En esta herramienta juega un papel fundamental la creación del doble literario, en el que deposita su locura melancólica: "… empujando a ese doble delante de mí, me aventuraba a seguirlo, y es en su locura que me preparaba para hundirme". Así, Delay señala que Walter es un doble del yo adolescente de André Gide, así como Boris Lapérouse es un doble de su yo infantil. Boris se suicida y Walter enloquece, mientras que Gide se salva (ibíd, 566).

Esta operación constituye una liberación del "peso moribundo" de su melancolía, abriéndole el camino a períodos de manía:

"Saltando fuera de mi héroe, y mientas que él se hundía en la locura, mi alma, por fin liberada de él, de ese peso moribundo que arrastraba hacía mucho tiempo con ella, entreveía posibilidades" vertiginosas (GIDE, 1995, 247).

Como señalamos anteriormente, también la escritura se verifica el recurso único de transferencia de goce a la letra como tratamiento de la melancolización posterior a la muerte de Madeleine: "La obra de arte es un equilibro fuera del tiempo, una salud artificial" (GIDE, 1951, 94).
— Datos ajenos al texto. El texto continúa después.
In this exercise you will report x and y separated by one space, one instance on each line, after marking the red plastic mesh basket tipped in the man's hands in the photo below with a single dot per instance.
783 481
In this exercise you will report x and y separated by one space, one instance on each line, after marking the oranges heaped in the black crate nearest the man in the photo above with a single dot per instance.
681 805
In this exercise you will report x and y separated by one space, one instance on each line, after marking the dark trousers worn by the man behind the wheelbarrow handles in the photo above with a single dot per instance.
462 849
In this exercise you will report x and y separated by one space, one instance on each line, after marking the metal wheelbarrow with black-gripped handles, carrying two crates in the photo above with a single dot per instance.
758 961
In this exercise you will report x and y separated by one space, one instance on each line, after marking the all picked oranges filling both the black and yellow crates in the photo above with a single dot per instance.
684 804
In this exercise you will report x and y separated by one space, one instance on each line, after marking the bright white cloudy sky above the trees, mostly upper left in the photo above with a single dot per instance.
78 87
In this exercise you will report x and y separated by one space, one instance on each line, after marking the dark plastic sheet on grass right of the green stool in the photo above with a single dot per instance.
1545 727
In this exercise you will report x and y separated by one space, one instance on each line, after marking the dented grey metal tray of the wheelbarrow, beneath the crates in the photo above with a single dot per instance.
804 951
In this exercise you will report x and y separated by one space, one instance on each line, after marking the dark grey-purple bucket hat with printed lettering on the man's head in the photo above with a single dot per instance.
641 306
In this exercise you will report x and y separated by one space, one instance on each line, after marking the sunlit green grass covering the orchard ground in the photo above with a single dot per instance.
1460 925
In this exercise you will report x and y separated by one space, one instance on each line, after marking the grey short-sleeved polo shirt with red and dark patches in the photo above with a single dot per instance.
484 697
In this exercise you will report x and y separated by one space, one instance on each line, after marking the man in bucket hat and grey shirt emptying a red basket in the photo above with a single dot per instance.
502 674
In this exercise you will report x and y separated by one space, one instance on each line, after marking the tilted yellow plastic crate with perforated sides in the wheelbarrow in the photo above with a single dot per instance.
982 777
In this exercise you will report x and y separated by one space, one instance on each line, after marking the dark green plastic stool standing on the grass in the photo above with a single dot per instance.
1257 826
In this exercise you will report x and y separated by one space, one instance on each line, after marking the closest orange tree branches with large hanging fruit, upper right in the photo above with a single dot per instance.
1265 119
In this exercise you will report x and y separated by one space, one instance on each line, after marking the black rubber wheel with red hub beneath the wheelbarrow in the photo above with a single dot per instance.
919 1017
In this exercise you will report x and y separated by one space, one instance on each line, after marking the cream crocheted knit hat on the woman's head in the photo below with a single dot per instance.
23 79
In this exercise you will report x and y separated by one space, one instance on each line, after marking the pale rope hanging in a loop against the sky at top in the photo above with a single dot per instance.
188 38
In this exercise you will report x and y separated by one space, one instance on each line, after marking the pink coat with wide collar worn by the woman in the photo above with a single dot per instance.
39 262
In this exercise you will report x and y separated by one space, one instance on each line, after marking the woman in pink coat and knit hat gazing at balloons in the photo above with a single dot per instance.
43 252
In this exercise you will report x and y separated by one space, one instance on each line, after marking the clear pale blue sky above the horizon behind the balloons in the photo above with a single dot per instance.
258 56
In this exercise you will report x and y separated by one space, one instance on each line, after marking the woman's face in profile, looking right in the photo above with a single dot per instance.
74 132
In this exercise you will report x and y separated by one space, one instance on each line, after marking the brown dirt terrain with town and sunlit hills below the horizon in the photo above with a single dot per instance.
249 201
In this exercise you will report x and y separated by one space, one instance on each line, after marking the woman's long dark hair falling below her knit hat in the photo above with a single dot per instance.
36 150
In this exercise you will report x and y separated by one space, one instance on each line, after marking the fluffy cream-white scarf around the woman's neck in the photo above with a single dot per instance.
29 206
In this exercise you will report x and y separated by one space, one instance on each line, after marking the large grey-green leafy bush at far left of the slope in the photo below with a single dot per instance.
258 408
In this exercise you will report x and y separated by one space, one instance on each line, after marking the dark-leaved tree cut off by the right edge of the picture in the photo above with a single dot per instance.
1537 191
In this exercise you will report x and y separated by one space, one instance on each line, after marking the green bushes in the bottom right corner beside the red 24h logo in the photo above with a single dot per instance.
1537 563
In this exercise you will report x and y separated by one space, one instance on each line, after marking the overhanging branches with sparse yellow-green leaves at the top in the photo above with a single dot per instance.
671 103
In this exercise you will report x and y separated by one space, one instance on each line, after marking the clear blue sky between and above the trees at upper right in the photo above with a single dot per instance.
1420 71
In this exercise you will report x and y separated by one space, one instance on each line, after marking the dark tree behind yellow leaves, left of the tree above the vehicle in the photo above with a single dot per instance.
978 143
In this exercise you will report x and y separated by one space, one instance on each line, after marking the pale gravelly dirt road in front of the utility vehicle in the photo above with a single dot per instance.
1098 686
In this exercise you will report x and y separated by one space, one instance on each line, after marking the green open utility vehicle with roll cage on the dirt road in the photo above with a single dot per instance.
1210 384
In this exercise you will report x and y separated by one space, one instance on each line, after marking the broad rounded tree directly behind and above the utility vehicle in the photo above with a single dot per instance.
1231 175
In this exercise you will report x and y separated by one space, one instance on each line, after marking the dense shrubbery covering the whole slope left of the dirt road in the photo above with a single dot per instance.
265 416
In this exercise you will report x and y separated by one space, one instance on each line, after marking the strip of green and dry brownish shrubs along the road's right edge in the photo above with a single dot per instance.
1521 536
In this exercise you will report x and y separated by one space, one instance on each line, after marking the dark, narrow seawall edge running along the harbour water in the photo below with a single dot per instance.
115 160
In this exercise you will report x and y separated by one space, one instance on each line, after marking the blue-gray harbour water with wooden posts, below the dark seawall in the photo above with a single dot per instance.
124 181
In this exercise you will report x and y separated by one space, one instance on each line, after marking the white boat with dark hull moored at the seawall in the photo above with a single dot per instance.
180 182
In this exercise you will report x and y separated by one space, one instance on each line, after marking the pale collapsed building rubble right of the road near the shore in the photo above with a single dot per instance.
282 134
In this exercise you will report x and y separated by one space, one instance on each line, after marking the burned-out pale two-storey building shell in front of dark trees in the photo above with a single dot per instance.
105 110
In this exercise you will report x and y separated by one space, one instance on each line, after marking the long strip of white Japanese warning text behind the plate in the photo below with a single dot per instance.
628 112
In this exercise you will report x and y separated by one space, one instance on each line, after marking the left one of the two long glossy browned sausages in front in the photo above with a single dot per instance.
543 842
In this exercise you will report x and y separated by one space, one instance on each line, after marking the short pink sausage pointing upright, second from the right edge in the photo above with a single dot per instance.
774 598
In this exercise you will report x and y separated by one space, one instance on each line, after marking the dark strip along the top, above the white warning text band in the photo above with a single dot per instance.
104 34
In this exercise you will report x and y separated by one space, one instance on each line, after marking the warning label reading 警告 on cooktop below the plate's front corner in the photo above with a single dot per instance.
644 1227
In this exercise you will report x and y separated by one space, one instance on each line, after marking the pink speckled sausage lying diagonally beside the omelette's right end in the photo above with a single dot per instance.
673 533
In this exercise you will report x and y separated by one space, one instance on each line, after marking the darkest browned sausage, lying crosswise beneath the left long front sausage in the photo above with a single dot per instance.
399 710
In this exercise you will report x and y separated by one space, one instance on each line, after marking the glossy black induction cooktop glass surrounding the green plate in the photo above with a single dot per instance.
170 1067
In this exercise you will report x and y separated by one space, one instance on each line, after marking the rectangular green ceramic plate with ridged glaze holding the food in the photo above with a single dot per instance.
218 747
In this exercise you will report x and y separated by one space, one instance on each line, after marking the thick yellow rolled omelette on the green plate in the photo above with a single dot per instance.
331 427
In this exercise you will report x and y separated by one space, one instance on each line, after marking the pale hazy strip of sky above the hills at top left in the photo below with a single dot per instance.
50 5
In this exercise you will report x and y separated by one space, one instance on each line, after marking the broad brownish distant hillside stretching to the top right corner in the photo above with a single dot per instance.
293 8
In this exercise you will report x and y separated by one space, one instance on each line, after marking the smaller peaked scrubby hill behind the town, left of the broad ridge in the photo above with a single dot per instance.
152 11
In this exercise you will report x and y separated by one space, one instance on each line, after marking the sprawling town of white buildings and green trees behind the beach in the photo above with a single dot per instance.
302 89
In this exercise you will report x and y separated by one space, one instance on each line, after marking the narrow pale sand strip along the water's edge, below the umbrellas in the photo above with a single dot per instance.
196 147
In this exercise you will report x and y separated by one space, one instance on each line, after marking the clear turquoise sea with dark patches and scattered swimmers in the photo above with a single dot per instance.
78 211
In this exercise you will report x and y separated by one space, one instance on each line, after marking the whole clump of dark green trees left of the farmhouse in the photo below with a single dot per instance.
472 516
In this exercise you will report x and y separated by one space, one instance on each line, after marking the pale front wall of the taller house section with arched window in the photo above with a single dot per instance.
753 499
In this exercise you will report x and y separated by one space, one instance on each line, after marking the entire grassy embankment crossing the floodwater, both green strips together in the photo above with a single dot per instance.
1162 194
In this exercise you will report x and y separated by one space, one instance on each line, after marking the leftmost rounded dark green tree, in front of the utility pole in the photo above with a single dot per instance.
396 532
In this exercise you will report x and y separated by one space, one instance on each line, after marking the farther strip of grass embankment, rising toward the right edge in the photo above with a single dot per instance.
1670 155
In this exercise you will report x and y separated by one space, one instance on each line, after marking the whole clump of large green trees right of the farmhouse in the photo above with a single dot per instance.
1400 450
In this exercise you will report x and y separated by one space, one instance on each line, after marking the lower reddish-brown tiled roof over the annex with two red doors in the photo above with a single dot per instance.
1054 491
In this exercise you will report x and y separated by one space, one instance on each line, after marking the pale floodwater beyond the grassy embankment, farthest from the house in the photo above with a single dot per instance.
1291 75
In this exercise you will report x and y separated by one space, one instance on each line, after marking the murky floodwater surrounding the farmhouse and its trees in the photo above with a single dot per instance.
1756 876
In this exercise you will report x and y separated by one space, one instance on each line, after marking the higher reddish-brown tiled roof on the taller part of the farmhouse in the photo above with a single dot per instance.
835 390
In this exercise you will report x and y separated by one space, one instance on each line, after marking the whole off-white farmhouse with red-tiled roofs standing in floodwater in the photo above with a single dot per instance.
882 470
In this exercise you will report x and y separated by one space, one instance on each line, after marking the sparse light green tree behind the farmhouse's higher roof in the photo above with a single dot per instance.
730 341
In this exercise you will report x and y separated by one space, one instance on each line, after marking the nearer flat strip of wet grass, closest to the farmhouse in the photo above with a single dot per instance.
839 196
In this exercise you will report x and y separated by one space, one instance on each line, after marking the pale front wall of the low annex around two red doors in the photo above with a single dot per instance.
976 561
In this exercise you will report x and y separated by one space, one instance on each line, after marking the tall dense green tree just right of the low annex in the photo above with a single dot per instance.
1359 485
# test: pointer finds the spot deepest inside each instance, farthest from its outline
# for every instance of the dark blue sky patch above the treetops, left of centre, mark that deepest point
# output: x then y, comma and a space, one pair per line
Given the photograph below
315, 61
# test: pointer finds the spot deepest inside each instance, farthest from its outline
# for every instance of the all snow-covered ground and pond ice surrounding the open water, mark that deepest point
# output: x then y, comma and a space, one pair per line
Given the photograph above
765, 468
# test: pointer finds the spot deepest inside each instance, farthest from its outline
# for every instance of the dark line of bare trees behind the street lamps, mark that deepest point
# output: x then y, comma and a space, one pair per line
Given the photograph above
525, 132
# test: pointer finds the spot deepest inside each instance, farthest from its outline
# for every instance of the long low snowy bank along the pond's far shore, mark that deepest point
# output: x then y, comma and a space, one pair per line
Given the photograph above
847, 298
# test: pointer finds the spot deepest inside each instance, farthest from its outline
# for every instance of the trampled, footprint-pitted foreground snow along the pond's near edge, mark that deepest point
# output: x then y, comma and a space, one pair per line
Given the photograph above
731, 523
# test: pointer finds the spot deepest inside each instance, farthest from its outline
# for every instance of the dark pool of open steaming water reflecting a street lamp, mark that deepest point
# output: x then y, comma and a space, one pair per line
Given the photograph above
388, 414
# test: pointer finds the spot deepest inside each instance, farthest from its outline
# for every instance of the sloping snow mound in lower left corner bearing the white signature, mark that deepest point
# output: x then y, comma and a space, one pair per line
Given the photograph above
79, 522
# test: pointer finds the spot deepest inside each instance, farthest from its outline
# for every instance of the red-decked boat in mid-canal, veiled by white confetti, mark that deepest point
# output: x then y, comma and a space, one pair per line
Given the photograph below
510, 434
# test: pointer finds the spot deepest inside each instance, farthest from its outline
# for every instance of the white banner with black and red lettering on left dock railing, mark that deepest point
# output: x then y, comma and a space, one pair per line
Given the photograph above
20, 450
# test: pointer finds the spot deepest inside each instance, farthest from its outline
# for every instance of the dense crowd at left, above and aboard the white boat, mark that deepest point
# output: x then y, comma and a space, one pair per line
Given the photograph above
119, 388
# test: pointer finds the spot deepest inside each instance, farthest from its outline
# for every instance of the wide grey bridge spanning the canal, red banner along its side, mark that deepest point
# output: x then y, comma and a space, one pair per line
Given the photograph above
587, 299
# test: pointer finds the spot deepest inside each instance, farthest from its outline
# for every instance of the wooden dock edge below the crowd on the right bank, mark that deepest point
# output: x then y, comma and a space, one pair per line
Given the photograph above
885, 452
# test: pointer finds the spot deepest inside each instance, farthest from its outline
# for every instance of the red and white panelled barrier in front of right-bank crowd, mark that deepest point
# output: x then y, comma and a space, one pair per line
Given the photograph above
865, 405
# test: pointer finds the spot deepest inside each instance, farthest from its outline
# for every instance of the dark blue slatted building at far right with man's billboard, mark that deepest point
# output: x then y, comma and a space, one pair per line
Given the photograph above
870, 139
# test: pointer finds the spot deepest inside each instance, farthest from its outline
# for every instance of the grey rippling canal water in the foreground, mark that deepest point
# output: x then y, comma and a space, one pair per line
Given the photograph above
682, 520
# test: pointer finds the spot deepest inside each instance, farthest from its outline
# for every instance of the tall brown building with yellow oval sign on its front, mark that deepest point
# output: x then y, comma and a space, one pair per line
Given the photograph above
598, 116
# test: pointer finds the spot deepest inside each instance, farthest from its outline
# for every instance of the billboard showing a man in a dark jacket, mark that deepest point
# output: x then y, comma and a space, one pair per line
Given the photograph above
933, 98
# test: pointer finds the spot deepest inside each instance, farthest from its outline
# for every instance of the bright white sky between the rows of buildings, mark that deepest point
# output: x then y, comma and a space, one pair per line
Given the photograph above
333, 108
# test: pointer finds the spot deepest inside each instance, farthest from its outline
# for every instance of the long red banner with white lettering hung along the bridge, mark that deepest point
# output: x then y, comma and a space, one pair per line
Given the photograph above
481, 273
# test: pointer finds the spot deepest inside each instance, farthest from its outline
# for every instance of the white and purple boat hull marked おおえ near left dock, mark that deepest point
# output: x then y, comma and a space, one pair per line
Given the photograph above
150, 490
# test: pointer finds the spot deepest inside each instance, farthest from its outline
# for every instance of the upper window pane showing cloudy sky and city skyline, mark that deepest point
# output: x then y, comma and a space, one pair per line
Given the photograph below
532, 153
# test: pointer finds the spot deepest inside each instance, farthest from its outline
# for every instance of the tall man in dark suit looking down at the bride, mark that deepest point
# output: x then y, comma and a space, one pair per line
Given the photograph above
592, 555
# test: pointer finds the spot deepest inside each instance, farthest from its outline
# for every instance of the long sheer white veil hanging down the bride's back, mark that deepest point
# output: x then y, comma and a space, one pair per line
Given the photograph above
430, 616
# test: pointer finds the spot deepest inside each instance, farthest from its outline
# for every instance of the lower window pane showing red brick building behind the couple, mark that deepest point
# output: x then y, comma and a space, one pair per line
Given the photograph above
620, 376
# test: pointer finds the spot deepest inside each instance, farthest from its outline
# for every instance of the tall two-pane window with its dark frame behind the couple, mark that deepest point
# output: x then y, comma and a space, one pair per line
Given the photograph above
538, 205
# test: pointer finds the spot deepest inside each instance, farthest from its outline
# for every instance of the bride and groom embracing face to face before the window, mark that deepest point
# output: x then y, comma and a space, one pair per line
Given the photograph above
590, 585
REFERENCIAS BIBLIOGRÁFICAS

  • DELAY, J. (1956). La jeunesse d'Andre Gide. París, Gallimard, 1992.
  • FREUD, S. (1940) "La escisión del yo en el proceso defensivo". En Obras Completas.Tomo 23. Buenos Aires, Amorrortu, 1984.
  • GIDE, A. (1947). Et nunc manet in te. Buenos Aires, Losada, 2011.
  • GIDE, A. (1948). "Le traité du Narcisse", en Le retour de l'enfant prodigue. Gallimard, París, 1954.
  • GIDE, A. (1951). Journal. París, Gallimard, 2012.
  • GIDE, A. (1955) Si le grain ne meurt. París, Gallimard, 1992.
  • LACAN, J. (1958). "Juventud de Gide, o la letra y el deseo", en Escritos 2. Buenos Aires, Siglo veintiuno, 1984.
  • LACAN, J. (1998) Seminario 5. Las formaciones del inconsciente. Buenos Aires, Paidós, 2013.
  • LACAN, J. (2011) Le Séminaire. Livre XI. …ou pire. París, Seuil, 2013.
  • LACAN, J. (2013) Le Séminaire. Livre VI. Le désir et son interprétition. París, Seuil, 2013.
  • MILLER, J.-A. (1990) Acerca del Gide de Lacan. Malentendido, Barcelona, 1990.
  • SORIA, N. (2000). "El falo muerto: Gide y la anorexia", en Psicoanálisis de la anorexia y la bulimia. Del Bucle. Buenos Aires, 2016. 43-51.
  • SORIA, N (2008). Confines de las psicosis. Del Bucle, Buenos Aires, 2008.
  • SORIA, N. (2017) Duelo, melancolía y manía en la práctica analítica. Del Bucle, Buenos Aires, 2017.

NOTAS

  1. El lector encontrará un desarrollo más amplio de acerca de la anorexia de Gide en SORIA (2000).
  2. El lector podrá encontrar un desarrollo más amplio de este punto en SORIA, 2017.
  3. El lector encontrará un desarrollo más amplio sobre este punto en la melancolía en SORIA (2008) 71-72 y SORIA (2017).